GPU Multisplit: an extended study of a parallel algorithm


Abstract in English

Multisplit is a broadly useful parallel primitive that permutes its input data into contiguous buckets or bins, where the function that categorizes an element into a bucket is provided by the programmer. Due to the lack of an efficient multisplit on GPUs, programmers often choose to implement multisplit with a sort. One way is to first generate an auxiliary array of bucket IDs and then sort input data based on it. In case smaller indexed buckets possess smaller valued keys, another way for multisplit is to directly sort input data. Both methods are inefficient and require more work than necessary: the former requires more expensive data movements while the latter spends unnecessary effort in sorting elements within each bucket. In this work, we provide a parallel model and multiple implementations for the multisplit problem. Our principal focus is multisplit for a small (up to 256) number of buckets.
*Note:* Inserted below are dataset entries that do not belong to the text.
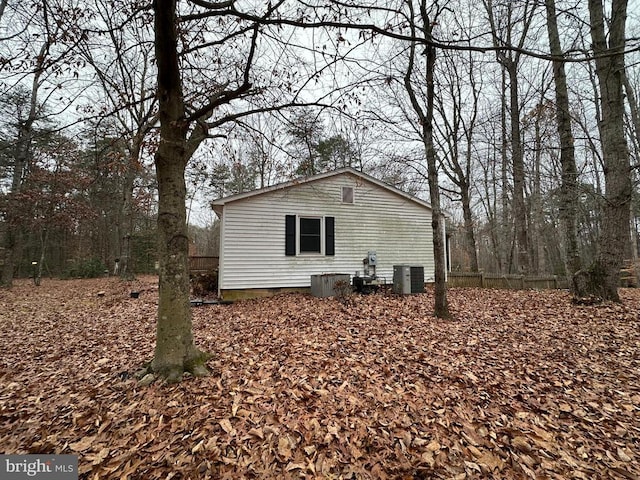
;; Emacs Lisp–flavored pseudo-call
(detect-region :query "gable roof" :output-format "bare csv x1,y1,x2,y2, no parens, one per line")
211,167,431,213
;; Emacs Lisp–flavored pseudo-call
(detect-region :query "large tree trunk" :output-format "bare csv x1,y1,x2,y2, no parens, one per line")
546,0,582,288
577,0,632,302
151,0,207,382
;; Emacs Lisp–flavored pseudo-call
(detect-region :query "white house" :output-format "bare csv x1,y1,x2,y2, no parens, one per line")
212,168,442,299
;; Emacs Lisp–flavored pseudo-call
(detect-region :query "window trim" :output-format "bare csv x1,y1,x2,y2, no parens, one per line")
284,215,336,257
340,185,356,205
296,215,325,256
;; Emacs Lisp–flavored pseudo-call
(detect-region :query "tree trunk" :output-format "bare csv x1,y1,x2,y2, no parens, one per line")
404,1,451,318
546,0,582,288
578,0,632,302
462,185,479,272
151,0,207,382
507,60,531,273
118,139,142,280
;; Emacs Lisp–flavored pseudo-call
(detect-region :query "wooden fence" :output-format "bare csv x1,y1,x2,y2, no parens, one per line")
189,256,219,273
447,272,569,290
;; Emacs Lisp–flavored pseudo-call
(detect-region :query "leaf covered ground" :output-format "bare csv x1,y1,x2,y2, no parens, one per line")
0,277,640,480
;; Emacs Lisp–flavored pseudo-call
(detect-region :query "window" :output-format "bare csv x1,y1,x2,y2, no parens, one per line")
284,215,335,256
342,187,353,203
300,217,322,253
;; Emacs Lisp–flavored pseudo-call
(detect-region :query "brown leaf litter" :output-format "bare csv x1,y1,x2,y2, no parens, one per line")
0,277,640,479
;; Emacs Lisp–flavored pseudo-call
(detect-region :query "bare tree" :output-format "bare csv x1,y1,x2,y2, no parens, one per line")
545,0,581,284
404,0,450,318
574,0,632,301
483,0,537,272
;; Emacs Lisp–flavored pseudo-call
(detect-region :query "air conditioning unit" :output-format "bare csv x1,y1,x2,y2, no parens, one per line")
393,265,424,294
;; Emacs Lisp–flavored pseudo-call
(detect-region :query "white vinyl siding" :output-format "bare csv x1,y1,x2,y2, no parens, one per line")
219,173,434,290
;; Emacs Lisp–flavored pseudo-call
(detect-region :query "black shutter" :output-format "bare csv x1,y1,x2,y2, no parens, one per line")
284,215,296,257
324,217,336,255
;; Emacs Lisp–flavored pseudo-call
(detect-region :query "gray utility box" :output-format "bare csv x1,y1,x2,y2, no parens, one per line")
393,265,424,294
311,273,351,297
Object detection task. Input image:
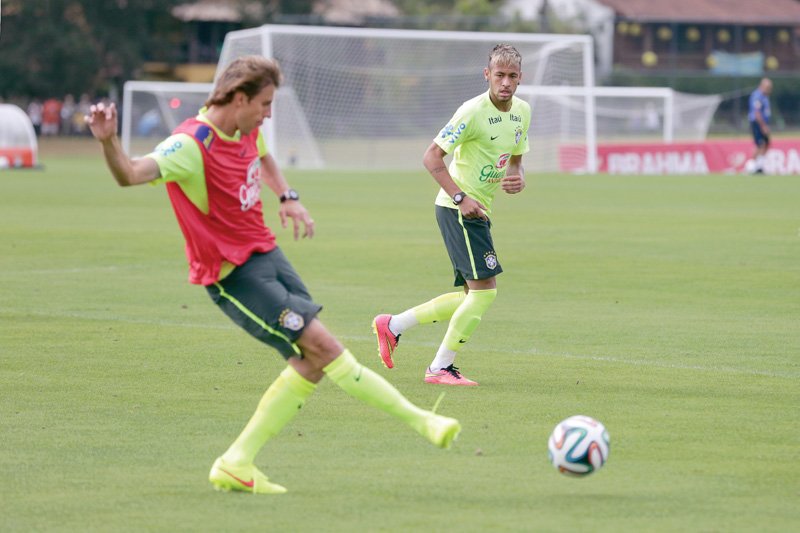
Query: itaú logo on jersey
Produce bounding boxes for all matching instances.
[239,157,261,211]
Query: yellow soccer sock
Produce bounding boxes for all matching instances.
[442,289,497,352]
[222,366,317,464]
[323,350,430,433]
[411,291,467,324]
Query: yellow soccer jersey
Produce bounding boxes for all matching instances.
[433,91,531,213]
[145,107,267,214]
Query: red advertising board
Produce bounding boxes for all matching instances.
[559,139,800,174]
[0,147,36,168]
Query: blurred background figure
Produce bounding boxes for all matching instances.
[28,98,42,137]
[747,78,772,174]
[61,94,78,135]
[42,98,61,136]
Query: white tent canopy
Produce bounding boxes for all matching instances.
[0,104,39,169]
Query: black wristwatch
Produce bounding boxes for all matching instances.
[280,189,300,203]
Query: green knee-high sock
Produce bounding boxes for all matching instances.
[222,366,317,464]
[442,289,497,352]
[323,350,430,433]
[411,291,467,324]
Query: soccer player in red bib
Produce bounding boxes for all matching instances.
[86,56,461,494]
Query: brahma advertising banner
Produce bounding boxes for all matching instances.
[559,139,800,174]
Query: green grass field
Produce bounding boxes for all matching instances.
[0,141,800,532]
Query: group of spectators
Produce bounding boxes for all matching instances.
[27,94,92,137]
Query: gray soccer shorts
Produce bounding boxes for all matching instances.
[436,205,503,287]
[206,248,322,359]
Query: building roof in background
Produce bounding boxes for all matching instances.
[172,0,242,22]
[596,0,800,26]
[312,0,400,25]
[172,0,400,25]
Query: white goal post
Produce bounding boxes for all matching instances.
[517,85,721,173]
[217,25,594,169]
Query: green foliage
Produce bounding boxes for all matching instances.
[0,0,179,98]
[0,139,800,533]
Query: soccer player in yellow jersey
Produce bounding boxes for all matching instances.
[372,44,531,385]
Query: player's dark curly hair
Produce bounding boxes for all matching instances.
[206,56,282,106]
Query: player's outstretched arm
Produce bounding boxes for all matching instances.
[500,155,525,194]
[84,103,160,187]
[261,154,314,240]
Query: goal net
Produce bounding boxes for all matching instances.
[517,85,721,172]
[217,25,594,169]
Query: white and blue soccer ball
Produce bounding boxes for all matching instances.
[547,415,610,477]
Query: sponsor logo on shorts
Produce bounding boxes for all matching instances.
[278,309,306,331]
[494,154,511,168]
[483,252,497,270]
[239,157,261,211]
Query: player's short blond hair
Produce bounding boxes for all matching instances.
[489,44,522,70]
[206,56,282,106]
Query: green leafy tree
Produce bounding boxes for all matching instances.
[0,0,178,98]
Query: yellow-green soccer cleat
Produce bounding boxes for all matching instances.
[208,457,286,494]
[423,413,461,449]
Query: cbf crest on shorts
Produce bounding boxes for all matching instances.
[483,251,497,270]
[278,309,306,331]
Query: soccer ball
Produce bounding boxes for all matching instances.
[547,415,610,477]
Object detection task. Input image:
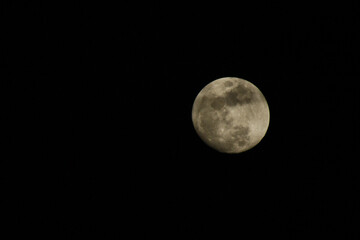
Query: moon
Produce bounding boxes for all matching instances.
[192,77,270,153]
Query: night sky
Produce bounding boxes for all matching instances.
[4,0,360,240]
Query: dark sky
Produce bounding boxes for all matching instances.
[4,1,360,240]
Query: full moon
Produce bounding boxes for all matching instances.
[192,77,270,153]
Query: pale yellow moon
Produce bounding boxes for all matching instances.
[192,77,270,153]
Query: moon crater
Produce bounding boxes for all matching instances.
[192,77,270,153]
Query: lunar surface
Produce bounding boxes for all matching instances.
[192,77,270,153]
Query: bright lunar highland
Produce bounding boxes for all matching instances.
[192,77,270,153]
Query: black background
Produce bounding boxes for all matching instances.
[0,1,360,240]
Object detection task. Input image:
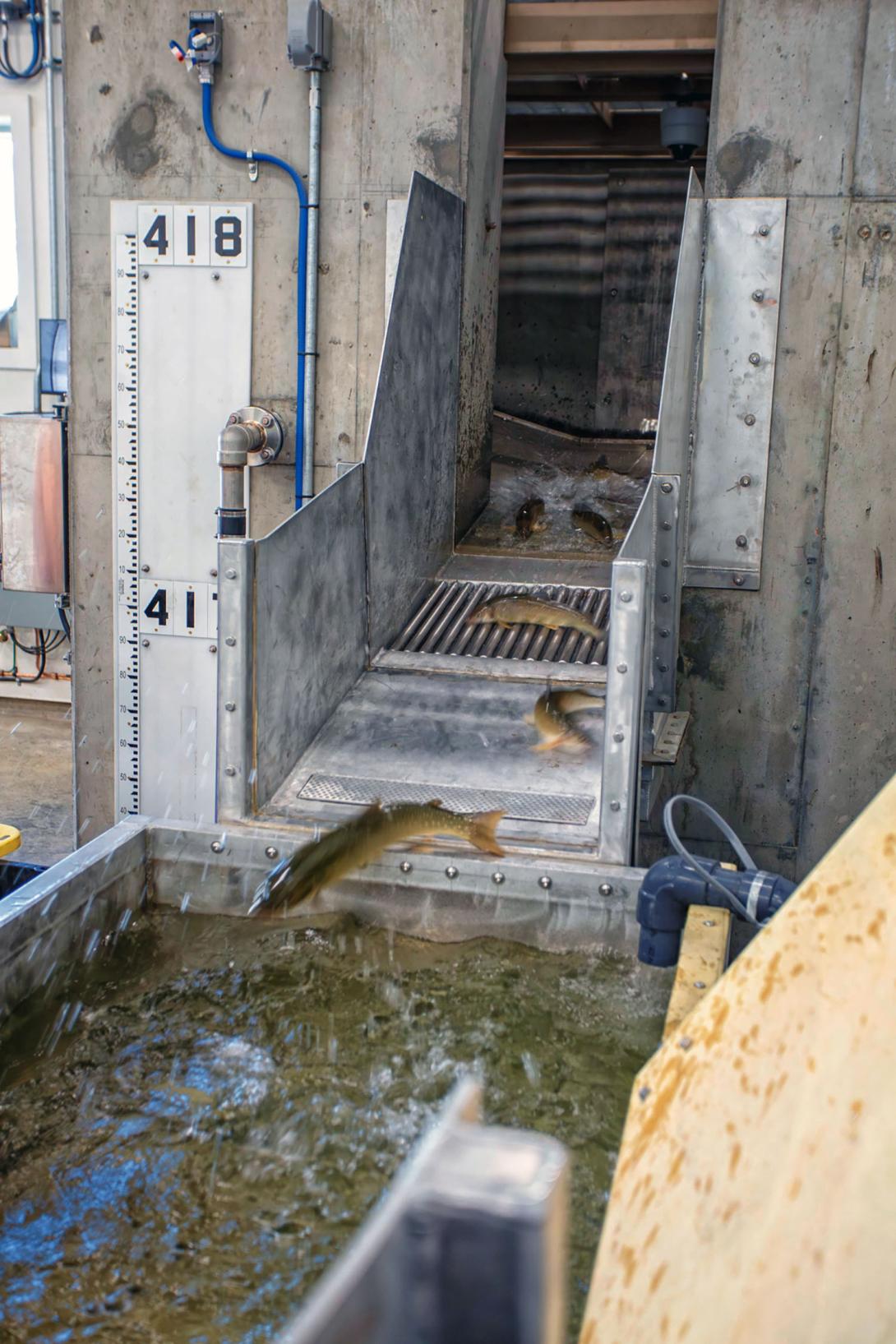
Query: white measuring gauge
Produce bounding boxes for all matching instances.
[112,201,252,821]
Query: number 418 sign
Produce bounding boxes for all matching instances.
[137,206,248,266]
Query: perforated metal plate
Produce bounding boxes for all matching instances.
[298,774,593,827]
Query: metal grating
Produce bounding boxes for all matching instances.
[298,774,593,827]
[390,580,610,667]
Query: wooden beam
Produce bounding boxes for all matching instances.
[580,779,896,1344]
[663,906,731,1040]
[504,0,718,57]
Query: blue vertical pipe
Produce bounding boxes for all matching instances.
[203,83,307,510]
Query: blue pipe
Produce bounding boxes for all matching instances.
[203,83,307,510]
We use warp-synchronous programming models and emphasize warp-wide communications to avoid branch divergence and reduce memory usage. We also hierarchically reorder input elements to achieve better coalescing of global memory accesses. On a GeForce GTX 1080 GPU, we can reach a peak throughput of 18.93 Gkeys/s (or 11.68 Gpairs/s) for a key-only (or key-value) multisplit. Finally, we demonstrate how multisplit can be used as a building block for radix sort. In our multisplit-based sort implementation, we achieve comparable performance to the fastest GPU sort routines, sorting 32-bit keys (and key-value pairs) with a throughput of 3.0 G keys/s (and 2.1 Gpair/s).